Тут Надежда Осиповна поднялась. Давно уже она покусывала платочек, и лицо у нее шло пятнами. Она смотрела на детей сквозь туман, слезы стояли у нее в глазах. Весь день ей было не по себе – так сказали потом Пэнго. Теперь она смотрела на своих детей, оскорбленная, сбитая с толку. Она всегда была или казалась самой себе красавицей, ее звали франты la belle creole. Этот мальчик с обезьяньими глазками и матовой кожей, с угловатыми движениями, почти урод – был ее сын. Худенькая длинноносая девочка с сутулой спиной, с бегающими глазками, с плоскими бесцетными волосами была ее дочь. И чувствуя непонятное отвращение, гнев, горькую жалость к себе, она поднялась, крепко схватила за ухо сына, за шиворот дочь и швырнула их за дверь, как швыряют котят.

– Урод, – сказала она, сама не слыша.

Пэнго поднялся.

– Дети бывают способны и неспособны, но по первому менуэту нельзя судить танцора. Славный Дюпор также в нежном возрасте был неловок.

Пэнго говорил, как танцевал, – машинально. Он двадцать лет учил одному и тому же и привык ко всему.

Анна Львовна насильственно улыбалась французу. Она была оскорблена странным поведением невестки: при французе не следовало так вести себя.

Сергей Львович помчался к Надежде Осиповне, как всегда ничего не понимая. Она уже успокоилась.

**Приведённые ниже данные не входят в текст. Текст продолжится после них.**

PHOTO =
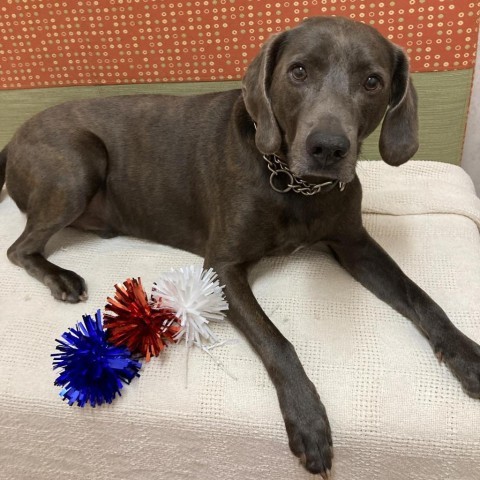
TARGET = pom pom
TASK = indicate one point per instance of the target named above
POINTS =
(196, 298)
(135, 324)
(93, 370)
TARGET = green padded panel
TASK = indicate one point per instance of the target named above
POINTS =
(443, 108)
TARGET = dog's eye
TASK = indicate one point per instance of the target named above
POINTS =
(298, 73)
(372, 83)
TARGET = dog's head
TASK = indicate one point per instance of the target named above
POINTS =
(318, 90)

Славный Пэнго более не приглашался. Олинька немного похныкала, но быстро успокоилась: она привыкла к выходкам матери. Перед сном, в постели, Александр вдруг громко вздохнул – так не вздыхают дети.

Мать не любила смотреть на него, иногда отводила взгляд, как бы смущаясь; он всегда уклонялся от ее прикосновений. Он не думал об этом и все вдруг понял. Он был урод, дурен собою. Это глубоко его тронуло. Он вспомнил, как шел под музыку с сестрой Ольгой, и заплакал от унижения. Никто в этот час не подошел к его постели: Арина была где-то далеко. Француз сидел у стола и с внимательным, угрюмым видом, отрешась от всего, чистил ногти маленьким ножичком и щеточкой.

5

Василий Львович пригласил брата к обеду: Надежда Осиповна была больна; Сергей Львович взял с собою сына. Он не хотел его брать, да Надежда Осиповна навязала. Если бы Сергей Львович отказался, она бы подумала, что ее обманывают и обед – с какими-нибудь вольными балетными или французскими актерками. Скрепя сердце он взял с собою Александра. Между тем обед у Василья Львовича был без дам. Новые его приятели даже славились по Москве тем, что не любили женщин, были мизогины.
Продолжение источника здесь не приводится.